The case is the first example of a claim for unfair dismissal in Ireland related to the coronavirus pandemic.

As this case demonstrates, employers who insist on their employees’ attending at work, must ensure they have adequate health and safety measures in place and can demonstrate compliance with their health and safety obligations

The employee was a facilities operations coordinator for a facilities management service provider from 2014 until 12 May 2020. Her role involved co-ordinating student accommodation on-site at her employer’s client, a university. She took four weeks of certified sick leave following what she described as her employer’s refusal to address Covid-19 related health and safety concerns that were raised about the workplace.

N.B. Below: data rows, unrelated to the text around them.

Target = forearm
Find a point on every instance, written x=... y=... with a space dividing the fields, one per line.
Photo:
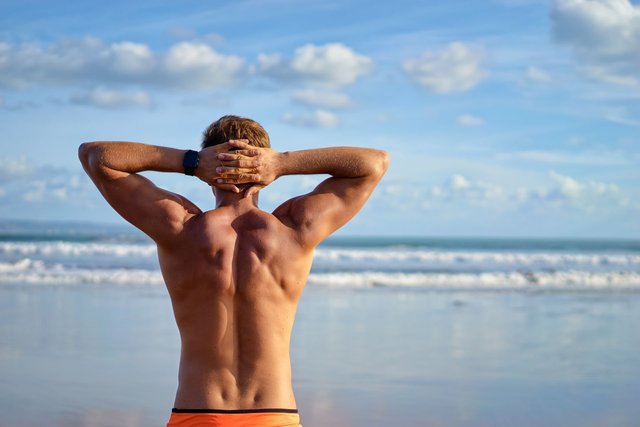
x=129 y=157
x=340 y=162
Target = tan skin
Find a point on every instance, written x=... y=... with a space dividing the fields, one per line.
x=234 y=273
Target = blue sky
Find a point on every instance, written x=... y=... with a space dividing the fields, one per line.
x=502 y=118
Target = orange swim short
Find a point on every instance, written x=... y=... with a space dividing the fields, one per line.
x=234 y=418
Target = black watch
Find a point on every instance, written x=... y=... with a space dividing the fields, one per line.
x=190 y=162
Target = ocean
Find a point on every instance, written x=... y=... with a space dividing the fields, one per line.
x=389 y=331
x=41 y=253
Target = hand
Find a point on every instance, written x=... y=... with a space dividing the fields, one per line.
x=208 y=164
x=248 y=164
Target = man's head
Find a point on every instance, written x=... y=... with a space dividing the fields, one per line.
x=234 y=127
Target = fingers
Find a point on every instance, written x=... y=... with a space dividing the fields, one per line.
x=238 y=179
x=241 y=163
x=238 y=155
x=239 y=143
x=226 y=170
x=228 y=187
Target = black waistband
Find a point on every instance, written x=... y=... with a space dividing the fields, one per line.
x=233 y=411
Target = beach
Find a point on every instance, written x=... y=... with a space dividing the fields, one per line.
x=80 y=349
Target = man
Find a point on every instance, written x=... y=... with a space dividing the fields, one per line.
x=234 y=273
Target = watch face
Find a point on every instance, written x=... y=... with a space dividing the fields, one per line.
x=190 y=162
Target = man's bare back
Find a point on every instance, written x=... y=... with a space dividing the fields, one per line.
x=235 y=307
x=234 y=273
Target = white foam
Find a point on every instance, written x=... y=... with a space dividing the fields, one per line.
x=475 y=257
x=37 y=272
x=490 y=280
x=72 y=249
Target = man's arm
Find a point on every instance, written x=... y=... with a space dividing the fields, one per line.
x=114 y=167
x=355 y=172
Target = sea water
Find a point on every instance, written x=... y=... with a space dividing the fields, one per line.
x=84 y=254
x=389 y=331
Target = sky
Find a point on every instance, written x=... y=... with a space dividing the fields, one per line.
x=510 y=118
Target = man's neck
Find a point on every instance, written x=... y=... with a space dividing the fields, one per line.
x=228 y=198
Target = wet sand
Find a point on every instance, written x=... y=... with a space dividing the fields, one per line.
x=101 y=355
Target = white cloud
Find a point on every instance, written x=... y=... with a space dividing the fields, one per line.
x=198 y=66
x=469 y=120
x=619 y=115
x=604 y=34
x=568 y=191
x=538 y=75
x=458 y=188
x=186 y=65
x=314 y=119
x=320 y=98
x=331 y=65
x=457 y=68
x=105 y=98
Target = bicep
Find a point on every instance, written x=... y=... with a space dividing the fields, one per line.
x=157 y=212
x=328 y=207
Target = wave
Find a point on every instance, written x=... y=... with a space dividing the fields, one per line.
x=37 y=272
x=74 y=249
x=342 y=256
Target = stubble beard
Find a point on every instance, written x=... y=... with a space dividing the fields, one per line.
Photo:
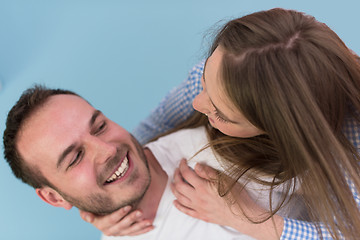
x=101 y=205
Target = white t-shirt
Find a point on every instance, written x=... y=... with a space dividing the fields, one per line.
x=170 y=223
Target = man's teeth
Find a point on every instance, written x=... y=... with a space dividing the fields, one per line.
x=120 y=171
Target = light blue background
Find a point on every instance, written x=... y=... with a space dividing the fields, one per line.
x=123 y=56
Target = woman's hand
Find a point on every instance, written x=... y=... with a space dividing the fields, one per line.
x=197 y=196
x=119 y=223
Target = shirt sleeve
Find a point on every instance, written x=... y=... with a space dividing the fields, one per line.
x=173 y=109
x=296 y=229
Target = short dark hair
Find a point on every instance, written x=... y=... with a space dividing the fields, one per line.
x=30 y=100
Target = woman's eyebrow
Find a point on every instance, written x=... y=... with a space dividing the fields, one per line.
x=204 y=68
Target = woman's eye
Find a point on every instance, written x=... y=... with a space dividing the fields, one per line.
x=100 y=128
x=219 y=118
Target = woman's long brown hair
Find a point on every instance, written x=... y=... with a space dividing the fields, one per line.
x=292 y=77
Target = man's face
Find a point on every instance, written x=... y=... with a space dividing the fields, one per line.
x=93 y=163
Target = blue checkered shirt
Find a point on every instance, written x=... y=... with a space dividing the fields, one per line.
x=177 y=106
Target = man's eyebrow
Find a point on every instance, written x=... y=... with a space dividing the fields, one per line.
x=94 y=117
x=72 y=146
x=63 y=155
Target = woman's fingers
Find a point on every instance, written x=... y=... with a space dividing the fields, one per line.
x=119 y=223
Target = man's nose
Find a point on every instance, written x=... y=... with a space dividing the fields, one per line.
x=100 y=151
x=201 y=103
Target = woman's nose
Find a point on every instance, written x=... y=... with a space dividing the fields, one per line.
x=201 y=103
x=100 y=150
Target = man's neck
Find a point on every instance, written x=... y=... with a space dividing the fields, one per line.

The employee said that it was only after her return from sick leave on 11 May 2020 that her employer did anything to address her concerns regarding Covid-19 and the formal grievance which she had lodged in April. She met with her employer, who briefed her on the health and safety measures that were to be introduced.

The employee noted she had raised a request to work from home as part of her grievance as some of her close family members were in the “at risk” category. She suggested that she and two other colleagues could rotate their presence in the office. However, her employer said remote working was not possible and that it had provided PPE, installed screens and warning tape and had changed the physical layout of the office.

The employee felt that her concerns had not been adequately addressed and many of the workplace precautionary measures that had been promised were not in place. As a result, she resigned on 12 May 2020.

The WRC was satisfied that both the contractual and the reasonable conduct tests for constructive unfair dismissal were met and that the employee was entitled to consider herself constructively dismissed by her employer.

The WRC found that Covid-19, as an infectious disease, constitutes a biological hazard and that there are duties placed on both an employer and employee arising from health and safety legislation. Compliance with these statutory duties was an implied term of the employee’s contract of employment and significant non-compliance by the employer could represent repudiation of that contract or mean that it was reasonable for her to resign.

The WRC awarded five weeks’ pay, totalling €3,712.50, in compensation, as the employee had found new work five weeks after her resignation.

Employment law expert Jason McMenamin of Pinsent Masons, the law firm behind Out-Law, said: “While this case does not have the effect of establishing a right to work remotely, employers should be conscious that remote working is likely to become a central feature of the future workplace. Consequently, employers should keep their current employment policies under review in light of the expected reform in the remote working, right to disconnect and flexible working areas.

“Employers should also be cautious to strike a balance between compliance with their duties under health and safety legislation and dealing with requests from employees to work remotely. As this case demonstrates, employers who insist on their employees’ attending at work, must ensure they have adequate health and safety measures in place and can demonstrate compliance with their health and safety obligations,” McMenamin said.

The Irish government published its national remote work strategy last month. The strategy aims to provide legislation which would grant employees the right to request remote working and to introduce a code of practice on the right to disconnect.